Jumlah lahan tertanam DSNG mencapai 112.450 hektare dengan 101.799 hektare merupakan kebun yang sudah menghasilkan dengan umur rata-rata tanaman sekitar 9,9 tahun.
Sementara itu, PT Astra Agro Lestari Tbk. (AALI) memiliki tantangan lain berupa utang dengan denominasi dollar US. Pertama adalah komitmen fasilitas pinjaman jangka panjang sebesar US$250 juta dengan jatuh tempo pada 6 Oktober 2022. Kedua adalah perjanjian fasilitas pinjaman masing-masing US$150 juta dan US$50 juta. Pinjaman ini akan jatuh tempo pada 30 Agustus 2024.
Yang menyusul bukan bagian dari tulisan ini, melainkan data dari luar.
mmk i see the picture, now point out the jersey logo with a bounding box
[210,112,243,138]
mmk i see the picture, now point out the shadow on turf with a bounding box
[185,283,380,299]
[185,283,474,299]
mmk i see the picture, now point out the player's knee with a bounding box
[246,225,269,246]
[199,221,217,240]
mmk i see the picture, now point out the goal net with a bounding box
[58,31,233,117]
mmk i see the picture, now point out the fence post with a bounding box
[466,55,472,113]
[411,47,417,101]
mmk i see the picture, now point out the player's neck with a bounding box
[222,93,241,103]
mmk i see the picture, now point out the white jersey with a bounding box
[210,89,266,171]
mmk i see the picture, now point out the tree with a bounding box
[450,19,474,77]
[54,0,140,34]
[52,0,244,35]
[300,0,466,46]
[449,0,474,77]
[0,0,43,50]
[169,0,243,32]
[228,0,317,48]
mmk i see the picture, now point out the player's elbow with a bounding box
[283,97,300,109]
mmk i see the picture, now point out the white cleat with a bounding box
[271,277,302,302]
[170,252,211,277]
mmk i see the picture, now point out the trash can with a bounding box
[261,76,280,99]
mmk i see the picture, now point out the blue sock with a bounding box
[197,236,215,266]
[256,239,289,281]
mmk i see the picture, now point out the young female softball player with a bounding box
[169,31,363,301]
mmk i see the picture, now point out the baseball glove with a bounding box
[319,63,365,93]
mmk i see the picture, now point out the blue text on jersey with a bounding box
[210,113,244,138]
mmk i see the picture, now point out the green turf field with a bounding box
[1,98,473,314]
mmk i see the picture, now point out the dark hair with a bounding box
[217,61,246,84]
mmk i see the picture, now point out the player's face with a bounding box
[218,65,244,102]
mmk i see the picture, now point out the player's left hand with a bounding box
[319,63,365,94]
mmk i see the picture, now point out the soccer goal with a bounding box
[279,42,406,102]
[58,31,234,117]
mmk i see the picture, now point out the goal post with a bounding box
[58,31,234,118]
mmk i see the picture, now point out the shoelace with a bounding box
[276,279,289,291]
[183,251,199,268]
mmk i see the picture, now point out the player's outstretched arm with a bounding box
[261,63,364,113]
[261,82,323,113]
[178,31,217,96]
Direktur Utama Astra Agro Lestari Santosa mengatakan untuk eksposur utang dollar sudah menggunakan hedging atau nilai lindung. Menurutnya dengan neraca yang terlindungi maka rugi atau untung karena fluktuasi mestinya akan terkendali.
“Paling hanya timbul dari transaksi operasional itu pun kami lakukan dengan pegelolaan matching currency melalui fasilitas forward transaction. Jadi masih tenang mudah-mudahan tahun depan sudah lebih stabil untuk fund raising,” katanya.